One of last survivors from USS Arizona died in September
Raymond Haerry, one of the last living crew members on the USS Arizona during the Japanese attack on Pearl Harbor, died 10 weeks before the 75th anniversary observance this Wednesday. He was 94.
After the first explosions rocked the Arizona, Haerry sprinted to one of the ship’s anti-aircraft guns, hoping to somehow repel the aerial bombardment.
But the weapon wouldn’t fire. The gun’s ammunition was in storage.
Haerry raced toward the ammunition depot. An explosion reached it first, igniting gunpowder and fuel, according to a U.S. Navy interview featuring Haerry and his son. The explosion cracked the ship in two and lifted the bow into the air.
Haerry went with it, falling into oily Pearl Harbor waters that had been lit on fire. He somehow made it to shore, sweeping his arms in front of him as he swam to push the flames away.
Haerry’s son called him one of the first heroes of World War II. After swimming to shore, he found a gun and opened fire on the attacking Japanese warplanes. He spent the next few days recovering the bodies of his shipmates.

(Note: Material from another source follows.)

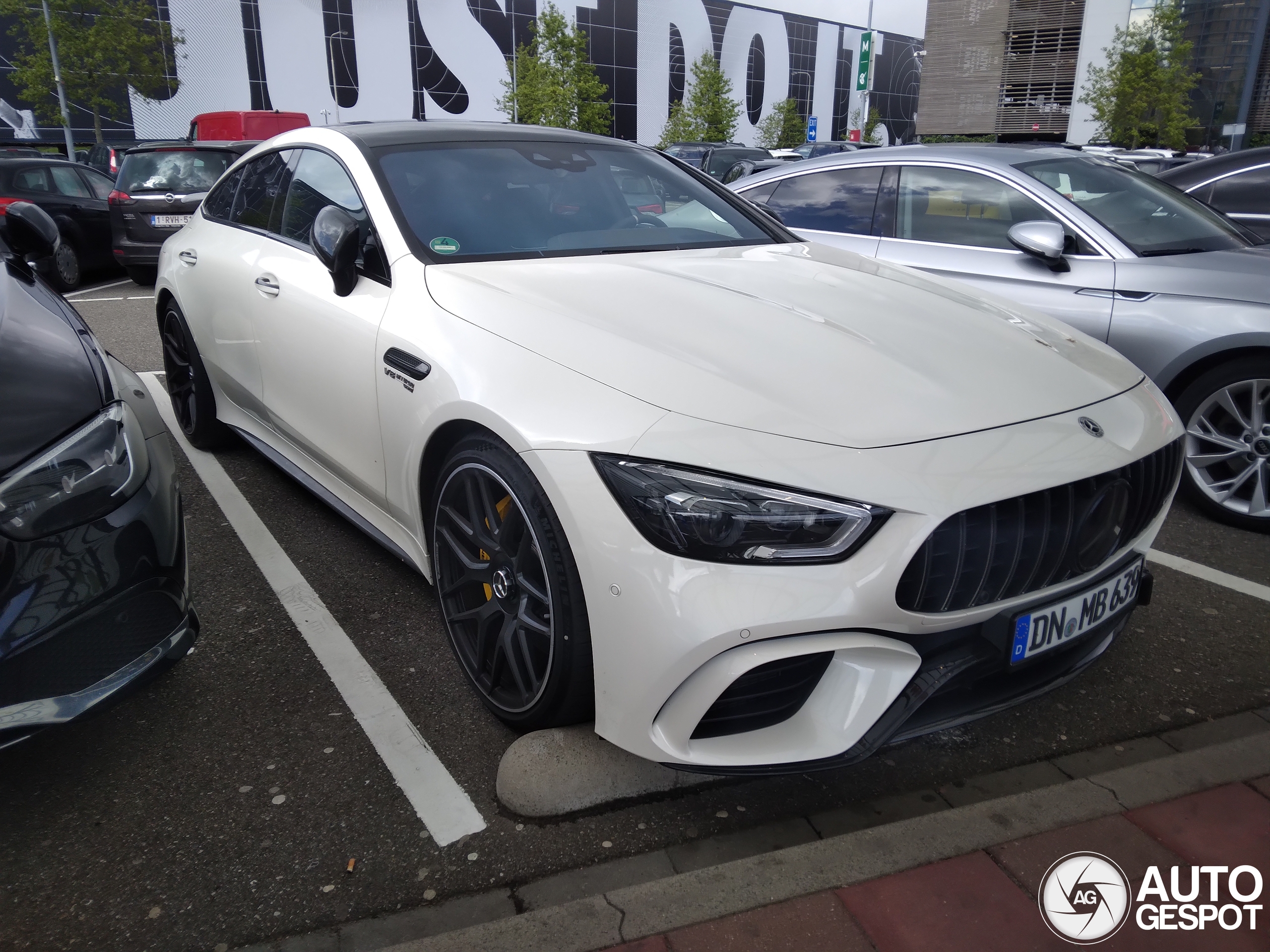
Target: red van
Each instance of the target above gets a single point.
(238, 126)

Nearly four of every five men on the USS Arizona were lost – some 1,177. Almost half of the 2,400 U.S. servicemen who died that day were on the Arizona. Another 429 sailors and Marines were killed when the USS Oklahoma was torpedoed and capsized.

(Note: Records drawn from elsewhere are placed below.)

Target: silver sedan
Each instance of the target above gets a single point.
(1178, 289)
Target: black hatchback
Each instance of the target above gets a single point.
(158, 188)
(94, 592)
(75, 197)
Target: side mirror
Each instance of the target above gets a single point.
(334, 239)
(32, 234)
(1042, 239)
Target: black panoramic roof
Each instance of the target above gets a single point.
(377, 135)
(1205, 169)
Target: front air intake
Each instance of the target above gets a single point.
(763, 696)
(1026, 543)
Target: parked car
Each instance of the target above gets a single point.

Some were never recovered and remain entombed in the wreckage.
Afterward, Haerry served for 25 years in the Navy, retiring as a master chief petty officer. He lived with his wife of 70 years, Evelyn, at a nursing home in West Warwick, R.I.
Haerry died Sept. 27 in Rhode Island.
Haerry’s passing means there are only five surviving members of the Arizona, according to the Arizona Republic. The dwindling numbers were noted in a 2014 story by the Post’s Peter Holley.
With Pearl Harbor survivors well into their 90s and some passing the century mark, their numbers are shrinking all over the country. How many of the 60,000 or so survivors are left? Nobody seems to know, exactly.
Last year, 2,000 to 2,500 survivors were thought to be still alive, according to Eileen Martinez, chief of interpretation for the USS Arizona Memorial.
“They are in their twilight years, so now is the time to honor them and thank them for their service,” she told the Reuters news agency last year.
Two years ago, four of the nine remaining members of the USS Arizona Reunion Association gathered with dozens of other World War II veterans at the Pearl Harbor Visitor Center in Honolulu to commemorate the 73rd anniversary of the Japanese attack, according to Reuters.
Since 1981, the Arizona veterans have met every year in Tuscon and every five years in Hawaii, according to the association’s website.
In all those years, Haerry never returned to Pearl Harbor, his son said. But his plan was always to go back.
“As he was getting closer to the end, I think he felt that if there’s any place that he’d like to be at rest, it would be with his crewmates, the people who suffered and died on that day,” Raymond Haerry Jr. told the Associated Press.